Perfect Blue is the debut of legendary director Satoshi Kon. Kon cut his teeth on several animated projects leading up to his first directorial outing, where he began developing themes that he would continue to circle back to during his tragically short career. Differing realities, alternate identities, cinema and life as reflections of each other… all of these are center stage in Perfect Blue. Kon had a gift to bring these weighty ideas to life through animation, the medium in which it is arguably easiest to create a different reality. Some techniques Kon uses are readily apparent, such as the use of match cuts, subjective perspective, and conflating what is happening in the media (in Perfect Blue’s case, the crime drama Mima is cast in) with what is happening to the characters in the film. However, his most effective techniques are also more subtle.
Perfect Blue is about a pop idol turned actress who has a crisis of identity when someone begins impersonating her in an online diary called Mima’s Room. This person, in addition to knowing intimate details about her life, claims to hate being an actress and wants to return to her former life as an idol. Meanwhile, Mima takes on opportunities that an idol would consider filthy: starring in a cop drama, posing nude for a magazine, and acting in a rape scene. Mima loses her grip on reality when people associated with the production of her television series get picked off by an unknown murderer. Is she Mima the actress? Mima the pop idol? Mima the murderer? These breaks with reality are primarily shown through her double, Virtual Mima: a Mima dressed in one of her old performance costumes, constantly taunting the real Mima and invading her daily life.
Freud delves into the concept of the double in his book “The Uncanny”. He describes the double as a fragment of the ego made physical, sharing “the same facial features, the same characters, the same destinies, the same misdeeds, even the same names, through successive generations”. In Perfect Blue, the ego and the double take the form of Mima Kirigoe and Virtual Mima. Indeed, Freud explains how Virtual Mima is able to know such intimate details of Mima’s life; they are born of the same ego. The double is “an object of terror” because it blends the familiar with the uncanny. This notion is demonstrated in the film through the animation techniques used to convey the two Mimas. The animation reflects reality when drawing Mima, but is stretched into the uncanny when animating Virtual Mima.
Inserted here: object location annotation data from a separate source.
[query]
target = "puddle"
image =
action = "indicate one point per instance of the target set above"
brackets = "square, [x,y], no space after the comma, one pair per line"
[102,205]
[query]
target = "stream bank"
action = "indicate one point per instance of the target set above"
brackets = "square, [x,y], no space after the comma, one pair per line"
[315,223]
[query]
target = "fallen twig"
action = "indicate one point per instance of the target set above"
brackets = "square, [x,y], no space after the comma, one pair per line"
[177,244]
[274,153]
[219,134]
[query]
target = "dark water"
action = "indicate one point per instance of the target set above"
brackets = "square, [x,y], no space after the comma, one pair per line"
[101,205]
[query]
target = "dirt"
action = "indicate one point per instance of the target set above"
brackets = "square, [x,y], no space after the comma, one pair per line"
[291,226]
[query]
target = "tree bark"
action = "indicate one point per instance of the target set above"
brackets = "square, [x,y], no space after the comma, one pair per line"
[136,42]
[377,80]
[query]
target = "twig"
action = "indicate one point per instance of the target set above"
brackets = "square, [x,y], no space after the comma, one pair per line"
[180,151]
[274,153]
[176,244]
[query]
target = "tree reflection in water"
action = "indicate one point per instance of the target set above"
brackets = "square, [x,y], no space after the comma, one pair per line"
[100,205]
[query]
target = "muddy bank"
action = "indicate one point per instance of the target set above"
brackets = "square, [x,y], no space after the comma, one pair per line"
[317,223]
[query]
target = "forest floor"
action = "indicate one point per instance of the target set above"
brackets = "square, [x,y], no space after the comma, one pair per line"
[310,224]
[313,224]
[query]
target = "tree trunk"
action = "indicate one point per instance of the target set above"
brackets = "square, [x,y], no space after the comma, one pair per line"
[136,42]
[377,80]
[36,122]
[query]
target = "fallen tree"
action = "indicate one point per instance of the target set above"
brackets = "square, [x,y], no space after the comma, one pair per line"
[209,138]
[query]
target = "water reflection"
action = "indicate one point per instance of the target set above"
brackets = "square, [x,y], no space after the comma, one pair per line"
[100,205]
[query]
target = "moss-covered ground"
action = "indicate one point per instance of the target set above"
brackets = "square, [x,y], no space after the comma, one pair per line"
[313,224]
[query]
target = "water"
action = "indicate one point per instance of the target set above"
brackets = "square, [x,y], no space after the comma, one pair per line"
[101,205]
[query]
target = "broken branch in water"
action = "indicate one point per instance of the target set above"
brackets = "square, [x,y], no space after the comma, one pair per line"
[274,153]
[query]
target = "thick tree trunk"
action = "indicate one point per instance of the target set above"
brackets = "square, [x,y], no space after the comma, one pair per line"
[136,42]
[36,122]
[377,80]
The double doesn’t manifest itself until a key point in the film. Mima has found out that her character in the drama series, who previously only had one line, was getting a bigger role. However, that role involves filming a rape scene. Mima’s manager Rumi argues with her agent Tadokoro that the role would damage Mima’s reputation, but he responds that if Mima is going to become an actor, it will involve shooting tough scenes. Mima rebuffs Rumi’s concern, saying it will be a challenge to her acting skills. However, on the train ride home, Mima’s reflection has other thoughts: her reflection turns to face her and says “No, I won’t do it!”.
However, Mima goes through with it. Even though the scenario is fake, and Kon takes pains to remind us of this (the actor who is portraying the rapist apologizes to Mima in between shots, the director calls for the scene to reset, etc.), the emotional trauma is real to Mima. The image of her being assaulted is shown in a cluster several screens, with the entire film crew watching. Having Mima’s image tessellated over several screens demonstrates both her paranoia at being watched, but also the commodification of her new identity. This leads to Mima breaking down when she gets home. “Of course I didn’t want to do it,” she sobs into her bed. “But I couldn’t trouble the people who brought me all this way.” It is the trauma of this scene that ushers forth the physical manifestation of Mima’s madness: Virtual Mima.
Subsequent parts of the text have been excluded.